Wherever you set up, make the room warm. Again, it should be around 75 degrees Fahrenheit.
Ease them in
Your baby will let you know when they’re ready to transition from the sponge bath to a baby bath. Even if their umbilical area has healed, if they get ultra fussy in the bath, try sponge baths for a little while longer. When you do move to bathing your child in water, lower them into the water gently and keep the baths brief so they don’t get too chilly.
Keep them warm
As you sponge bathe your baby, keep any areas you’re not cleaning wrapped in a towel to keep your baby from getting too cold. Once you move to a baby bathtub, gently splash water over your baby periodically to keep their body temperature up.
Start with their head
Gently wipe your baby’s face with a damp, warm washcloth. Don’t introduce any soap yet. Be sure to wipe the top of their head, behind their ears, around their eyes, under their chin and in their neck folds.
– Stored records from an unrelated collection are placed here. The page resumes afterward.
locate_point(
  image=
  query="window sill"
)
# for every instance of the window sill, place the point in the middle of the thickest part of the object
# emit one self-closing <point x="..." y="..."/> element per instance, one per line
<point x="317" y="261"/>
Until your baby grows a lot of hair, this wipe-down method should be sufficient. Eventually, you’ll want to shampoo their hair with baby shampoo, but doing this too early or too often can remove the oils their scalp needs. You can skip the shampoo while you’re sponge bathing, and only introduce it when your baby’s hair seems like they really need it.
Clean their body
Once you have their face and neck cleaned, add a couple of drops of baby soap into your water bowl. Mix it up, wet your washcloth with the sudsy water and wring it out.
Now, gently wipe your baby’s body. Pay special attention to their diaper area and under their arms. If they were circumcised, avoid cleaning that area and keep it dry until your doctor says it’s okay for them to receive a bath.
Dry them off
Once you’ve cleaned your baby’s whole body, get them into a dry towel. Carefully dry each part, using the towel to gently dry in any folds.
Get them dressed and enjoy
Put your baby in a clean diaper and, if you want, clothes or pajamas. Give your newly cleaned newborn a snuggle. You both did great.
Figuring out how to give your baby a bath can be intimidating for those first few bath times, but most parents get the hang of it quickly. If you have any questions or concerns, don’t hesitate to bring them up with your pediatrician.
The information contained in this article is for educational and informational purposes only and is not intended as health or medical advice. Always consult a physician or other qualified health provider regarding any questions you may have about a medical condition or health objectives.